Con el fin de revelar las prácticas del bordado en el siglo XIX y compararlas con el devenir del México actual, se realizó la muestra virtual Mujeres, bordado, cultura y cambio, la cual presenta por primera vez 15 objetos de la colección del Museo Nacional de Historia, así como las voces de mujeres que, realizando esta práctica, se apropian del espacio y construyen cultura.

La exhibición fue realizada por estudiantes de la especialidad en Museografía de la Escuela Nacional de Conservación, Restauración y Museografía Manuel del Castillo Negrete, en colaboración con Casa Carranza y el Museo Nacional de Historia, Castillo de Chapultepec.

Para la diseñadora industrial, Cristina Zúñiga, la muestra visibiliza la labor de las mujeres, y de cómo ellas han influido y han usado el bordado y la costura, cómo se lo apropian hasta poder desarrollar sus habilidades como artistas, todo a través de una labor muy meticulosa, pues tenían que cumplir con ciertos estándares de calidad y pasar horas encerradas en un salón.

“En el siglo XIX el bordado era utilizado para ver el valor de una mujer pero, actualmente, tiene usos completamente diferentes, es arte y parte de nuestra cultura; también se expresan así activistas en sus protestas, se incluyen diferentes sentires y saberes, es una expresión política. Nosotros queríamos mostrar a través de estas piezas sus historias y su conexión con el presente, de tener una referencia de cómo ha evolucionado”, comenta a Reporte Índigo.
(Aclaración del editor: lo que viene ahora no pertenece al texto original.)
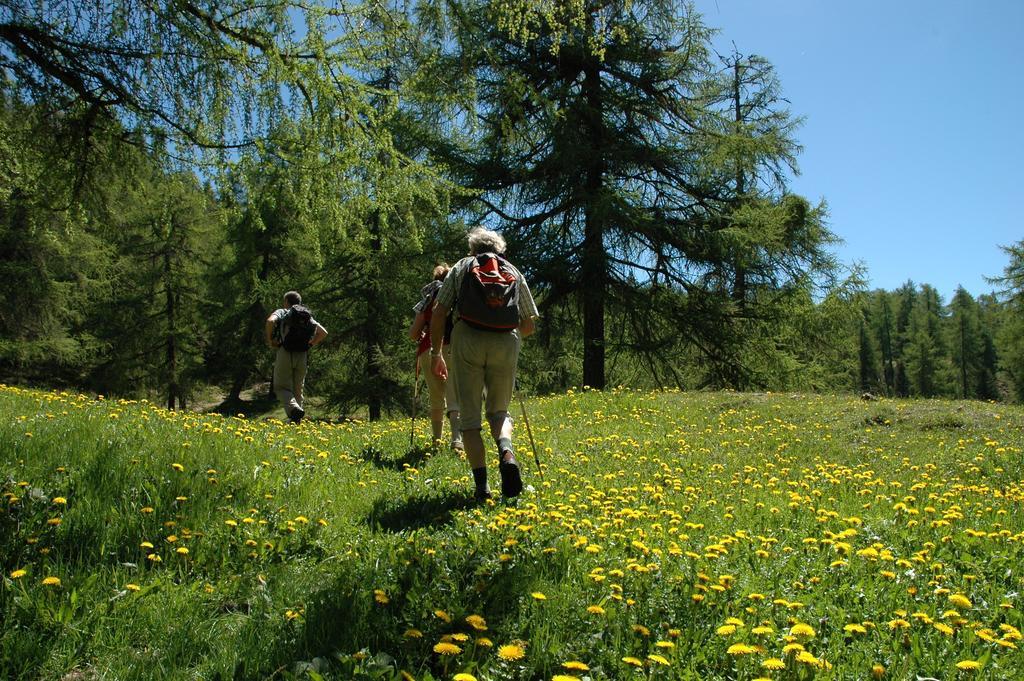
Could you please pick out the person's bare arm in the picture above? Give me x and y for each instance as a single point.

Algunas de las piezas son parte de las colecciones de indumentaria y vida cotidiana del Museo Nacional de Historia y fueron estudiadas por los alumnos del Laboratorio Introductorio a la Restauración, Generación 2019, quienes con el apoyo de especialistas de distintas disciplinas, estructuraron el expediente de cada objeto con el fin de comprenderlo integralmente y así plantear sus necesidades de conservación.

Así se desarrollan dos discursos, el del siglo XIX, cuando el bordado fue utilizado principalmente para adornar la ropa de personas privilegiadas y fines más prácticos, junto al panorama actual, cuando, además de mostrar un empoderamiento de la mujer a través del bordado se puede ver como un objeto con valor histórico, de una remembranza y como expresión emocional y de riqueza cultural.
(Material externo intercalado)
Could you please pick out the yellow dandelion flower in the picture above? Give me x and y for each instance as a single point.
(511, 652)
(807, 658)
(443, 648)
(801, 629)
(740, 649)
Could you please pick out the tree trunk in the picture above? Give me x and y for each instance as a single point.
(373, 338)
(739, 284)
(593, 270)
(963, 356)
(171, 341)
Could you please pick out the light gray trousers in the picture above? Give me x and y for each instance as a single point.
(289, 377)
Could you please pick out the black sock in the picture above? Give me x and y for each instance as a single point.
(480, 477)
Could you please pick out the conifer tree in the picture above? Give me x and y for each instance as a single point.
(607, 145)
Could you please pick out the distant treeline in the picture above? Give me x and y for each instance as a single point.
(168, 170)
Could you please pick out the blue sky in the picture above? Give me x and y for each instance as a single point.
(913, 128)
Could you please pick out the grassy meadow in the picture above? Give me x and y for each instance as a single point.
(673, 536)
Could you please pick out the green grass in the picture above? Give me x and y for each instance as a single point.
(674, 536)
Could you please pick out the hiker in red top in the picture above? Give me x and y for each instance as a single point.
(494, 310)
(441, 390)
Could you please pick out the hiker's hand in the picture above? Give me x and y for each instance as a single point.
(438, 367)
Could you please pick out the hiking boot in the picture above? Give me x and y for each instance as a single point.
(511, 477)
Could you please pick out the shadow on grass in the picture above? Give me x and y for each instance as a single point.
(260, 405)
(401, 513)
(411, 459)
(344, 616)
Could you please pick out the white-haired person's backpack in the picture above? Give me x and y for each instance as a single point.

La arquitecta Verónica Cuadra y la diseñadora industrial, Karla Berriozabal, coindicen que una parte profunda que se puede ver en la exposición es, aparte de ser una expresión estética, vista como una fuente de ingreso económico para muchas mujeres, por lo que hoy en día hay un auge en esta práctica.

“Actualmente el bordado no es una actividad que te define qué tan preparada o virtuosa puede estar como mujer para un matrimonio, lo interesante es que a través de estas prácticas se redefine esta identidad de la mujer, de subjetividades que se concibieron bajo diferentes valores y pensamiento del siglo XIX. El bordado es como una canción, hay que practicarla para no olvidarla”, resalta Verónica Cuadra.